The directives from his mother may have originally been meant for the world of sports, but I believe the president kept them both front and center throughout his career in politics as well. His mother came from and existed in a world of privilege, but took great pains to see that her children were not spoiled by it. Her edict not to brag about yourself not only influenced her son’s reluctance to tout his accomplishments but also implied an obligation to perform well enough so there would be successes about which you could modestly refrain from bragging and leave to others to acknowledge.
And the admonition to “bend your knees when you volley,” a tennis reference, reminded the president that competition was good, and that when you competed—be it athletically, politically, or diplomatically—there was a proper, correct way to be most effective. The president’s daughter, Dorothy “Doro” Bush, spelled it out well. “My father has lived his life by certain standards, by a certain set of rules, and with a certain way of doing things that go a long way towards explaining the man he is today.”
When George Bush spoke about the “certain standards,” he often put them in the context of attributes his parents had, but they clearly were attributes he inherited as well and practiced in every facet of his life. He said of his mother, “She never hurt anyone’s feelings. She always tried to see the other guy’s point of view.” And his description of his father, Senator Prescott Bush of Connecticut, certainly applied to the president: “Big. Strong. Principled. Respected by all who knew him. A leader. Wonderful sense of humor.”
When I heard George H. W. Bush speak those stirring words “I do solemnly swear . . .” on January 20, 1989, I think I was almost as excited as his mother. I was looking forward to serving as his chief of staff at a time when it looked as if the world was poised to make historic changes. I saw few other people in political life better suited to maneuvering in those choppy waters than Bush. In addition to his impeccable upbringing by Dorothy Walker Bush, he had a top-notch education and had served his country heroically in the military in World War II. He successfully ran a business, served two terms in Congress, and then was America’s envoy to China and our ambassador to the United Nations. He ran the CIA before serving two terms as the country’s vice president. One doesn’t come across résumés like that much anymore.
Born in 1924, still a child during the Great Depression but largely shielded from its effects, Bush entered Phillips Andover Academy, a prestigious boarding school in Massachusetts, in the fall of 1938 and graduated four years later. Many of Bush’s character traits gelled at Andover, among them a knack for leadership as captain of the baseball team and the soccer team and a respect for tradition. Phillips, he said, “was a huge influence in my life, more so than college.”
After graduation, just months after the Japanese attack on Pearl Harbor pulled the United States into World War II, he enlisted in the United States Navy on his eighteenth birthday, and after eleven months of aviation training he earned his wings and a promotion. He was eventually assigned to the aircraft carrier USS San Jacinto.

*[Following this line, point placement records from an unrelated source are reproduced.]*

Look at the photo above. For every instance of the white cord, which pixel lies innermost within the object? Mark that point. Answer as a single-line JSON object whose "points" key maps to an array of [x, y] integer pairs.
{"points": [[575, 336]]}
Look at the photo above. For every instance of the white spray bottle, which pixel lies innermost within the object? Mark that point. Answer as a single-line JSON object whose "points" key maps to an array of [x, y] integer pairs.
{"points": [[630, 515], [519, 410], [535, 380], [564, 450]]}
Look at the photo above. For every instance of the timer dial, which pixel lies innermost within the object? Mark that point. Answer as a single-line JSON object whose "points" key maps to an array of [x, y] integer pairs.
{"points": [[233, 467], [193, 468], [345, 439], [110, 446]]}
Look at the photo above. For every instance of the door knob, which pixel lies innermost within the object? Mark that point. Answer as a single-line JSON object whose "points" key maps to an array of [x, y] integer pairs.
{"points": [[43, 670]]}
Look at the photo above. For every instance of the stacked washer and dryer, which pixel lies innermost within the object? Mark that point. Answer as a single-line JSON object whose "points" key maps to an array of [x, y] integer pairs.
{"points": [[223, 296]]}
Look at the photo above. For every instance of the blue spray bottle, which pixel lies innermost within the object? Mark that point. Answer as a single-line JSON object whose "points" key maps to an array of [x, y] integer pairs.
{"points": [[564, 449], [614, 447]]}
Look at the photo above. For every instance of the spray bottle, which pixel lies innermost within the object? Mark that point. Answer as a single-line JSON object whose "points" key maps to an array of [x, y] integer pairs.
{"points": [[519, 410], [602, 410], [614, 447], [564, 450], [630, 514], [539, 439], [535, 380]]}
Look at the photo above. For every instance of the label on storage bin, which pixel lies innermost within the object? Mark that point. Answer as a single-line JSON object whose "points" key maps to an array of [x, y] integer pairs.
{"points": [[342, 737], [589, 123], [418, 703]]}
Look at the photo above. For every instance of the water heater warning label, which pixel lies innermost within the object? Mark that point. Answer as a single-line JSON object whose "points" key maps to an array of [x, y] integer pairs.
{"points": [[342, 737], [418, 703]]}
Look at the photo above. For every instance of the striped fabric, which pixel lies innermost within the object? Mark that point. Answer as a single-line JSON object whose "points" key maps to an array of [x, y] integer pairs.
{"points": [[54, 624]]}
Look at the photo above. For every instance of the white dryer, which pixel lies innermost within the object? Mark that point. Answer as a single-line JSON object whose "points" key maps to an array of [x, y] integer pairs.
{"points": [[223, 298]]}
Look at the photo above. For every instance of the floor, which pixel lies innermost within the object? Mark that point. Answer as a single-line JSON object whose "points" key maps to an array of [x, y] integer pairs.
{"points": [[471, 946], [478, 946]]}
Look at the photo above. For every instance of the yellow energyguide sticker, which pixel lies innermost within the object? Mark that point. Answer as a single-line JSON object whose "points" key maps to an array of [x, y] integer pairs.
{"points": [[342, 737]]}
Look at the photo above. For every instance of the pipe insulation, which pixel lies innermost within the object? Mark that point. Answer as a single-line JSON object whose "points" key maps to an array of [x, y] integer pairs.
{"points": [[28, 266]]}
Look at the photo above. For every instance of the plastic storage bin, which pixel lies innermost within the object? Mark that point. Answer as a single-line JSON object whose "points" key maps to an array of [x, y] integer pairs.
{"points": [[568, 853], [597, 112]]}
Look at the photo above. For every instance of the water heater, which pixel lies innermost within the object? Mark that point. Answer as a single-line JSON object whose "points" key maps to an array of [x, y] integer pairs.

The youngest aviator in the US Navy at the time, he flew fifty-eight combat missions in the Pacific. In June 1944, after completing a torpedo run on an enemy radio site, his plane was shot down by Japanese antiaircraft fire. His two crewmates were killed, but George Bush parachuted into the ocean and, after floating in a life raft for a short while, he was rescued by the submarine USS Finback. Amazingly, the recovery was captured on film. The jerky black-and-white footage shows a jumpsuited Bush being dragged onto the deck and then walking purposefully toward the hatch. At one point, the young Bush looks straight at the camera with uncharacteristic alarm in his eyes. I think it’s the only time I have ever seen him look really shaken up.